2022/05/08 のログ
ご案内:「王都マグメール 富裕地区/邸宅街」に黒曜石さんが現れました。
黒曜石 > 貴族や豪商の邸宅が立ち並ぶ邸宅街。
その中のひとつ、表面上は貿易商、裏向けには奴隷売買で成り上がった商人の屋敷。
今宵は、得意客や貴族を呼んでの乱痴気騒ぎ、夜中を過ぎた頃になっても続いている。
屋敷の前には、広大な庭園が広がる。醜悪さを高尚な趣味で覆い隠したような庭園。

そこへ続く石段に、一人の男が腰を下ろしている。
この場所には似つかわしくない古ぼけた衣装を身に付けた男だ。
豪商か、客の雇った護衛か、それとも侵入の機会を窺う刺客か。
あるいはただ、迷って休んだ旅人かも知れない。
まるで朽ち果てた鋼のように表情なく、僅かに上げた瞳は空に浮かぶまるい月を見上げている。
ただし――静かに、ではない。

『―――――――』

甲高い声が、囀るように歌を奏でる。
歌詞がある訳ではない。

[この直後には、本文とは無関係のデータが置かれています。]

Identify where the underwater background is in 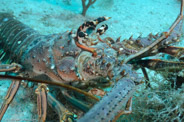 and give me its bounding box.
[0,0,184,122]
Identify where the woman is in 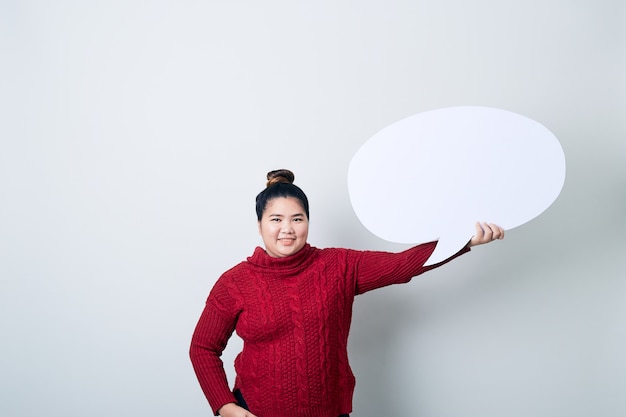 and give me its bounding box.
[190,170,504,417]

様々な言語が混じったような歌声。
どこか弾むような、あるいは嘆くような、曲。

僅かに開いた男の唇が奏でているのではない。
奏でるのは男の肩からだ。
鳥――黒い羽毛に包まれた、掌で包める程度の鳥が歌っている。
首から上がないのに歌っている。
無聊を慰める、退屈しのぎのような歌声。

黒曜石 > 程なく、歌声が止む。
いつの間にかその場から姿を消している男。
向かった先は夜の闇の中か、あるいは騒ぎの邸宅の中か――。

ご案内:「王都マグメール 富裕地区/邸宅街」から黒曜石さんが去りました。